The ‘best welcome?’ question got an immediate response of ‘Ireland’. The guys had enjoyed themselves so much and been subjected to such great hospitality (Carne Golf Club received a special mention) that they were a week behind on their blog. We all know that Irish hospitality is legendary, but I was delighted to hear they were getting the full treatment. Irish golf clubs have been going out of their way to make their time here as enjoyable as possible, and that is coming through loud and clear in the tales they tell.

I decided I should be direct and asked them what they thought of Mount Juliet and how it compared with Druid’s Glen.

Debates about the best links course in Ireland typically centre on Royals County Down and Portrush, Portmarnock, Ballybunion, Carne, Lahinch, The European and Waterville. For parkland, the list is shorter, with Adare, K Club, Mount Juliet and Druid’s Glen being the most obvious contenders. (In truth, Ireland’s newest clubs of Lough Erne, Killeen Castle and Concra Wood should be added to that list.)

[Photo: the water enshrouded 17th. A par three to be played from the back tee]

Their answer was interesting and intuitive – it is not my place to list what they said (check their blog in the coming days), but, like so many things, it proved how conditioned we have become to marketing hyperbole. They are such different courses and they offer completely different experiences. If you’ve played both you’ll know what I mean.

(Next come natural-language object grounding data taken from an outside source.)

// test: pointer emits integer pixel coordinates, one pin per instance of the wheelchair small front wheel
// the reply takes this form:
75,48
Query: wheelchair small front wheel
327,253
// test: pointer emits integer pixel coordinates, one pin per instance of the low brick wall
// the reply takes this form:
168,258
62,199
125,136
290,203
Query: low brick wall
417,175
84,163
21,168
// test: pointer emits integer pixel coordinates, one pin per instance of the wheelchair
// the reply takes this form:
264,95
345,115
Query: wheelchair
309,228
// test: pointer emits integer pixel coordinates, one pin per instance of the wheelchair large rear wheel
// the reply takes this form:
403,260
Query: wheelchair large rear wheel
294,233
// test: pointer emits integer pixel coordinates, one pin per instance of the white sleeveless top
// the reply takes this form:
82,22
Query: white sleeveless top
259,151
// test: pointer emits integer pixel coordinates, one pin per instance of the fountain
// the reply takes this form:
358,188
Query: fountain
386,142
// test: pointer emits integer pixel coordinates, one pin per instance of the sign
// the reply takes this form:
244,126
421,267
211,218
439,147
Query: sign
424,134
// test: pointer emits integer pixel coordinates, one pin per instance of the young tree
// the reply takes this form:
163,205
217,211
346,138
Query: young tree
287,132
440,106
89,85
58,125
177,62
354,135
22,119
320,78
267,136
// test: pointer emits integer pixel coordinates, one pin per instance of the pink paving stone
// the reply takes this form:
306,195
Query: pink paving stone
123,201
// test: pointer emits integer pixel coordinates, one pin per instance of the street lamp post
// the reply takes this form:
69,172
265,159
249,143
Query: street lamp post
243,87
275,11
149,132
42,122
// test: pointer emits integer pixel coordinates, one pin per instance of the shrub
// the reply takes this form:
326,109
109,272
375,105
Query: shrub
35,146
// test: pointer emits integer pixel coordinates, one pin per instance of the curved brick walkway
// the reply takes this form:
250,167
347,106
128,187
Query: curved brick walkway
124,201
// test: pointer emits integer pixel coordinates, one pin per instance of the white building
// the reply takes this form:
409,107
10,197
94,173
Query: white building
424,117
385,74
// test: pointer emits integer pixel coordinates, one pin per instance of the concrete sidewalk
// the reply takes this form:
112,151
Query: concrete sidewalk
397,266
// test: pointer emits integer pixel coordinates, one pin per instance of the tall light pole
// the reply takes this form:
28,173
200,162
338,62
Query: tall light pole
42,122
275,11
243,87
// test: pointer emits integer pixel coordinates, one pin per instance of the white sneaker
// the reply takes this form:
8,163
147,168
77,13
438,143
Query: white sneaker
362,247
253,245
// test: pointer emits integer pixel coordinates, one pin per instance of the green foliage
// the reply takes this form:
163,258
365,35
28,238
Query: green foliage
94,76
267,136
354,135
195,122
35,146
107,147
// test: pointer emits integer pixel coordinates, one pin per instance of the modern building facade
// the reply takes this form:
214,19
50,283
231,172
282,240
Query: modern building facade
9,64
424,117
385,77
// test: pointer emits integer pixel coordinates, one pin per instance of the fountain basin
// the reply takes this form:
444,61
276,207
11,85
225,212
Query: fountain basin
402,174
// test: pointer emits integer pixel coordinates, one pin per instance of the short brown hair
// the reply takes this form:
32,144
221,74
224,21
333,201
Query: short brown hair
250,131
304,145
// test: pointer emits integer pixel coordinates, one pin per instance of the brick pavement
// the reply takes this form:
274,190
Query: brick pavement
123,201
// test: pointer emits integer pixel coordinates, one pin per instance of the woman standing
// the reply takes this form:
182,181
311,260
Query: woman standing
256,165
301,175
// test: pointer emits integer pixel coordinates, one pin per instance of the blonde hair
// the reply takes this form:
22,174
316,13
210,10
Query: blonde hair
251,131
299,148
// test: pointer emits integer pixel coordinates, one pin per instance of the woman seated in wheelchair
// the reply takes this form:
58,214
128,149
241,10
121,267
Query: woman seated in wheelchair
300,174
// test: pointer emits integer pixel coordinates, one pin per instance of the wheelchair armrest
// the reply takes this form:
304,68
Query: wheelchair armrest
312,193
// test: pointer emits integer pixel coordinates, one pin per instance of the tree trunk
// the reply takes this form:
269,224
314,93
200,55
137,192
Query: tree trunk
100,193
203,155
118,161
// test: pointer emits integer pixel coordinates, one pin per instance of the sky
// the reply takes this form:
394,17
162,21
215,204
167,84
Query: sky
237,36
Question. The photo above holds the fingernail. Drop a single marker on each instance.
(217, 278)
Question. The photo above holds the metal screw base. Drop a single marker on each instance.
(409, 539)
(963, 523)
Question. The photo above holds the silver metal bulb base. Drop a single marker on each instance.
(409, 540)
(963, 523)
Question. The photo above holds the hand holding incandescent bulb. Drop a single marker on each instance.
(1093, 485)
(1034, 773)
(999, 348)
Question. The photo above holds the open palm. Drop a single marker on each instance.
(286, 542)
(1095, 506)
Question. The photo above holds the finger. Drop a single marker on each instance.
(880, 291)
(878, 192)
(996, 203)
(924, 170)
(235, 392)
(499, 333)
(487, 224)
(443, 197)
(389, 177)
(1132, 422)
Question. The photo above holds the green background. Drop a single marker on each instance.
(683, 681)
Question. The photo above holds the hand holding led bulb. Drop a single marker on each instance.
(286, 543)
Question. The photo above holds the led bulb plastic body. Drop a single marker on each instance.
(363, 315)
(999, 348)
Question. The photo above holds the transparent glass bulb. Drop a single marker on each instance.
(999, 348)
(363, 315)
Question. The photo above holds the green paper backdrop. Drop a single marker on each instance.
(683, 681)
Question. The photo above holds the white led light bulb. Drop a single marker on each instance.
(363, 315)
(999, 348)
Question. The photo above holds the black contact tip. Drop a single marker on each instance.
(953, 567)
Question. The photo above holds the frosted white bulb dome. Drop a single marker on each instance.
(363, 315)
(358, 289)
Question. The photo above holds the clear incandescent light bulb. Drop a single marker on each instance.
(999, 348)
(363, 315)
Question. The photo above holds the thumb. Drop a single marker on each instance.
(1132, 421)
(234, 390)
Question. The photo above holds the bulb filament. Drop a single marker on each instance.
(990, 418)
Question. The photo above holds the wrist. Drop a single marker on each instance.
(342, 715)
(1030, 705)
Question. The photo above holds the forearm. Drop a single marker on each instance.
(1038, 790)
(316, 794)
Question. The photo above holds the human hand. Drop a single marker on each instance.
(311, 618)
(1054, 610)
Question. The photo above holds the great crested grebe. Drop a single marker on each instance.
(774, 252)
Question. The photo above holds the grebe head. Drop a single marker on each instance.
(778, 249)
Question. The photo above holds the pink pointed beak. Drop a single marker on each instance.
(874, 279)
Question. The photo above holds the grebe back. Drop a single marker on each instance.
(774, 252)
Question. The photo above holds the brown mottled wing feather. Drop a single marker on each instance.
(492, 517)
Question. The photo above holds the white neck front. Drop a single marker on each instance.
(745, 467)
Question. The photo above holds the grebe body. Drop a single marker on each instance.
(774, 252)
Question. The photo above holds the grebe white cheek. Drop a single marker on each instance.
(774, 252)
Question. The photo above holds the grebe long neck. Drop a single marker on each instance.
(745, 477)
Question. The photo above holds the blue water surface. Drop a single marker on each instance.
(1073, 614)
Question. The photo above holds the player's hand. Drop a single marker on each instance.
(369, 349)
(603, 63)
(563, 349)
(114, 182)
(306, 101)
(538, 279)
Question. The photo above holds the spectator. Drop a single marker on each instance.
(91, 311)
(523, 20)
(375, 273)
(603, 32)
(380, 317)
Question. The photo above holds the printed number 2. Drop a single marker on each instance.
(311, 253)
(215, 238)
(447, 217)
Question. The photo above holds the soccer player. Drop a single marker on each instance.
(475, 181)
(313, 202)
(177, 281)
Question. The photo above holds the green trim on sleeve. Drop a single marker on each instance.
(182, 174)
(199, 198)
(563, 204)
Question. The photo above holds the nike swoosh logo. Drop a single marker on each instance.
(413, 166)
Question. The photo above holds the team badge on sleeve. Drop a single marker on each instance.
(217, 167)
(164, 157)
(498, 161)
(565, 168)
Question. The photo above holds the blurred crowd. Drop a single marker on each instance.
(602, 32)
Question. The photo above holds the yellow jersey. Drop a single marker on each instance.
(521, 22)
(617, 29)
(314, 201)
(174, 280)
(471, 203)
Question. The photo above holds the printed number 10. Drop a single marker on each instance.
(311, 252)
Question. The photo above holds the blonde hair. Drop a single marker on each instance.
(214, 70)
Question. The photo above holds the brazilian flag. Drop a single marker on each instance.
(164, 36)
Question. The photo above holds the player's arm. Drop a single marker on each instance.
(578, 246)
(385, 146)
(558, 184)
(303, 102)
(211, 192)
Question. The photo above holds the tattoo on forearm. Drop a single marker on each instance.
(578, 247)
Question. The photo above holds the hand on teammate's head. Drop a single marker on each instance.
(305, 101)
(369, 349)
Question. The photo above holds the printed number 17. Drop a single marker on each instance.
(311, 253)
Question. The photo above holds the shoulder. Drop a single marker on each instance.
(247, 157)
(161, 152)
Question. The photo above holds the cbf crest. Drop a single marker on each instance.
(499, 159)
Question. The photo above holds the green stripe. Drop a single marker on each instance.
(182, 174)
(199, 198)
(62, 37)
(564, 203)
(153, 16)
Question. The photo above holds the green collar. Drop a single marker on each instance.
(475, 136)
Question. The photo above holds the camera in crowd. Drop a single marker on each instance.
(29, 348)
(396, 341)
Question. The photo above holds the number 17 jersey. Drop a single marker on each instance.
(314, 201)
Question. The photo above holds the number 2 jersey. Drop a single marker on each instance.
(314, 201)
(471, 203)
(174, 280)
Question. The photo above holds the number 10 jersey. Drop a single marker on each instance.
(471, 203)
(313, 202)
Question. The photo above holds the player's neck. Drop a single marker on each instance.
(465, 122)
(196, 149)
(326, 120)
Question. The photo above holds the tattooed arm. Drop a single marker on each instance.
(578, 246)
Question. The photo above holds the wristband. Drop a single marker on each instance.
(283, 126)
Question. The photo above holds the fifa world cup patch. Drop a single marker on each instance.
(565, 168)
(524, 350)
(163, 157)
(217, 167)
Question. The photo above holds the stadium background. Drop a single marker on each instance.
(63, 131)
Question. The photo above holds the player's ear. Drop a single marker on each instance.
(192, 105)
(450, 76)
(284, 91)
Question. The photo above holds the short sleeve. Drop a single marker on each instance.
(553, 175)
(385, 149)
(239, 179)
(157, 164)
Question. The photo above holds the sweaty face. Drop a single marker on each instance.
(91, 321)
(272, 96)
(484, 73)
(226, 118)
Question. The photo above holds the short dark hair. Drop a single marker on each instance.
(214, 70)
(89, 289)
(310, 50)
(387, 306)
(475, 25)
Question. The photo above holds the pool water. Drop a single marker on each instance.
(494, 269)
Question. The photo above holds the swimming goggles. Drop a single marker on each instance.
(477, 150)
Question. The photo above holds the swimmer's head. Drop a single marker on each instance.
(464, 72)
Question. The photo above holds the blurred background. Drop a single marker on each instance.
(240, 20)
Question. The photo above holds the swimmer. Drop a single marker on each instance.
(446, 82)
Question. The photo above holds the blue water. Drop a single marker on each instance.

Gretta, a non-golfer, lasted nine holes. When the 9th brought us back to the clubhouse she slipped away. She confessed that she’d not be on the golf course at all, but she couldn’t drive the 1989 Merc that the guys had been in since arriving in Scotland.

“Insurance?” I asked. No, it wasn’t that. How about right-hand drive? Stupid question as they drive on the same side of the road down under. No, it was a mechanical failing. The driver’s seat was stuck well back, and Gretta – somewhat shorter than Michael and Jamie – couldn’t reach the pedals. So she got stuck at the golf clubs, waiting in the bar for her man, and undoubtedly repelling the advances of many a keen Irish golfer.

[Photo: view from the clubhouse back down the par four 18th]

I had one last question for the boys: ‘how are you two getting on together, spending so much time in each other’s pockets?’ There was a brief pause: “It hasn’t come to blows,” Jamie replied wryly.

259 rounds down; 106 to go. Let’s hope it stays that way.